REPUBLIKA.CO.ID, JAKARTA - Anggota Komisi V DPR Arifinto menyatakan prihatin atas belum terhuninya 74 dari 78 Twin Block Rumah Susun (Rusun) Sederhana yang telah diselesaikan pembangunannya dan pemerintah diminta agar segera berkoordinasi dengan pihak terkait agar rusun tersebut segera dimanfaatkan masyarakat. "Terlantarnya 74 dari 78 rumah susun yang telah selesai dibangun sangat ironis dengan target pemerintah untuk membangun 1.000 rumah susun sederhana tahun ini. Kalau rusun yang sudah jadi saja tidak bisa segera diserap oleh masyarakat, bagaimana dengan pembangunan selanjutnya," katanya di Jakarta, Kamis (17/3).
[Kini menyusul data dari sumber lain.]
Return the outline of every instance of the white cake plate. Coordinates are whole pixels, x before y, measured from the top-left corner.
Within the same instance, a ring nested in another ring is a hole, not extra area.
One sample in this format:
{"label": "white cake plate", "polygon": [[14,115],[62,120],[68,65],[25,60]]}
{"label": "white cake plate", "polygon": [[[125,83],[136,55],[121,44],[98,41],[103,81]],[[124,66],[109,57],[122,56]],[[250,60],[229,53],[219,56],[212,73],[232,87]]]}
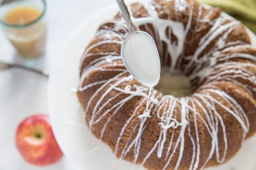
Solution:
{"label": "white cake plate", "polygon": [[[76,96],[81,54],[98,26],[113,18],[117,10],[117,6],[109,6],[83,23],[66,41],[51,74],[48,107],[53,131],[65,156],[78,169],[144,169],[141,166],[117,160],[108,146],[89,133]],[[256,42],[254,34],[251,32],[250,34],[254,43]],[[255,170],[255,157],[256,137],[254,137],[247,140],[228,163],[208,169]]]}

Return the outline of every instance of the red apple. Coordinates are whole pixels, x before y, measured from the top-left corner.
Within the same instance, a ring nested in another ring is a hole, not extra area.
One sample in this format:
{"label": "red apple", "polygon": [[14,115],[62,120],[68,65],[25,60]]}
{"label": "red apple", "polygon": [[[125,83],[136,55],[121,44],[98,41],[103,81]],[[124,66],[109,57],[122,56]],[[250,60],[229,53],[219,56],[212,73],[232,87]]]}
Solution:
{"label": "red apple", "polygon": [[16,143],[23,158],[33,165],[53,164],[63,156],[47,115],[35,115],[24,120],[17,129]]}

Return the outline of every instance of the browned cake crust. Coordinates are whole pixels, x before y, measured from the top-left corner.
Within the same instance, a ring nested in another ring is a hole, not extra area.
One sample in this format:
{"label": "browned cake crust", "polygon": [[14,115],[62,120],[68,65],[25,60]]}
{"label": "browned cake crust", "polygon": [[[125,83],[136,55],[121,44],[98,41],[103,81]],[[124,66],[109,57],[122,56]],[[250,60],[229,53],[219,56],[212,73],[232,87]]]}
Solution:
{"label": "browned cake crust", "polygon": [[162,66],[180,70],[194,93],[175,98],[128,73],[119,14],[101,25],[81,65],[77,96],[92,133],[117,157],[148,169],[197,169],[232,158],[256,131],[256,50],[239,22],[193,0],[130,6],[138,29],[157,45]]}

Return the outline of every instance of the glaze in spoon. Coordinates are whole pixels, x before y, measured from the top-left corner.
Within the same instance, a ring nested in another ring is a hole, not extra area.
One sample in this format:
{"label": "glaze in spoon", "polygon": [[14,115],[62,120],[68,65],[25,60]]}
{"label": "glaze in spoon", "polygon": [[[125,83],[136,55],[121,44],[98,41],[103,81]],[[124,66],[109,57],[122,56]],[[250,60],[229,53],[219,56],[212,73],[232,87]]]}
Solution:
{"label": "glaze in spoon", "polygon": [[158,83],[160,75],[159,54],[154,39],[145,31],[136,31],[124,0],[116,1],[129,31],[121,48],[123,63],[138,82],[154,87]]}

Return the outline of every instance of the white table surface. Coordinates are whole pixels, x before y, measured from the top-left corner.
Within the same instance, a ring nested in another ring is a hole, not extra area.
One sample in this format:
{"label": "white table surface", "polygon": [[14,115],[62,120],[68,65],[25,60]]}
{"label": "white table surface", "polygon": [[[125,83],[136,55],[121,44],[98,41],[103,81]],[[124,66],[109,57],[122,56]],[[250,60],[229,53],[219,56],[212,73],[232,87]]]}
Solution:
{"label": "white table surface", "polygon": [[[1,2],[1,0],[0,0]],[[72,32],[85,20],[115,0],[48,0],[48,40],[43,57],[25,61],[0,31],[0,60],[33,65],[50,72],[59,51]],[[38,167],[25,163],[15,144],[17,126],[25,118],[35,114],[48,114],[47,82],[32,73],[12,69],[0,70],[0,170],[70,170],[68,160]]]}

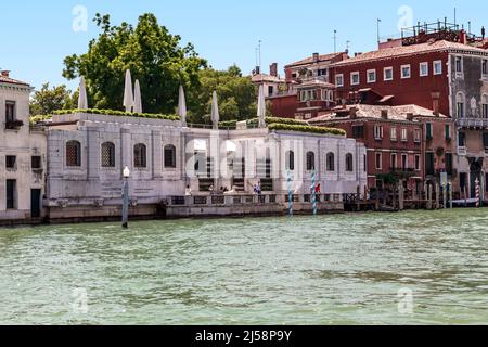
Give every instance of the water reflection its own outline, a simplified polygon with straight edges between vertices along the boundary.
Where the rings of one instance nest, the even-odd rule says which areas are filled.
[[[3,229],[0,323],[487,323],[487,222],[465,209]]]

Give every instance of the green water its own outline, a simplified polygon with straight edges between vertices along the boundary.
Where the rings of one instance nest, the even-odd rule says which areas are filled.
[[[130,227],[0,229],[0,323],[488,323],[487,209]]]

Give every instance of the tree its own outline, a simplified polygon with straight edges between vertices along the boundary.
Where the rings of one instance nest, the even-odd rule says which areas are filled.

Pemerintah, katanya, beralasan bahwa belum termanfaatkannya rusun tersebut adalah disebabkan oleh beberapa faktor, yaitu belum tersambungnya listrik dan air (sharing pihak penerima bantuan), belum tersedianya meubelair (sharing pihak penerima bantuan), masih dalam proses seleksi penghuni, masih dalam proses penyempurnaan bangunan (finishing), dan masih menunggu tahun ajaran baru (penerimaan mahasiswa baru).
Namun demikian, ia menambahkan, bagaimanapun ini menunjukkan ketidaksigapan pemerintah dalam melaksanakan programnya terutama berkaitan dengan target pembangunan 1.000 rumah susun. Akibatnya uang rakyat yang digunakan untuk pembangunan menjadi mubazir dan target terancam tidak tercapai.
Politisi PKS itu juga meminta agar pemerintah mengkaji penyebabnya seperti, kesiapan masyarakat dengan perubahan dari budaya landed home menjadi tinggal di rumah susun, ketersediaan infrastruktur sarana seperti listrik dan air, ketersediaan sarana lingkungan seperti lahan terbuka, tempat ibadah, sekolah, dan kemudahan pembiayaan.
"Pemerintah harus melakukan kajian yang mendalam terhadap sebab-sebab belum terhuninya rusun tersebut. Jangan sampai anggaran pemerintah yang telah dialokasikan untuk mendukung target terbangunnya 1.000 rusun menjadi sia-sia, yang ujungnya adalah tidak terlayaninya kebutuhan masyarakat," katanya.
Di sisi lain, Arifinto menambahkan bahwa pembangunan rumah susun sederhana harus serius dijalankan oleh pemerintah agar backlog perumahan yang saat ini mencapai 8 juta unit rumah bisa segera dipenuhi, khususnya bagi masyarakat berpenghasilan rendah dan tidak salah sasaran. Dia juga mengingatkan bahwa pemilihan lokasi penempatan perumahan maupun rumah susun juga harus sesuai dengan rencana tata ruang di daerah.
"Pasal 158 UU no. 1 Tahun 2011 tentang Perumahan dan Kawasan Permukiman mengatur ancaman hukuman bagi pejabat di daerah yang memberikan izin perumahan pada lokasi yang tidak semestinya," ujarnya.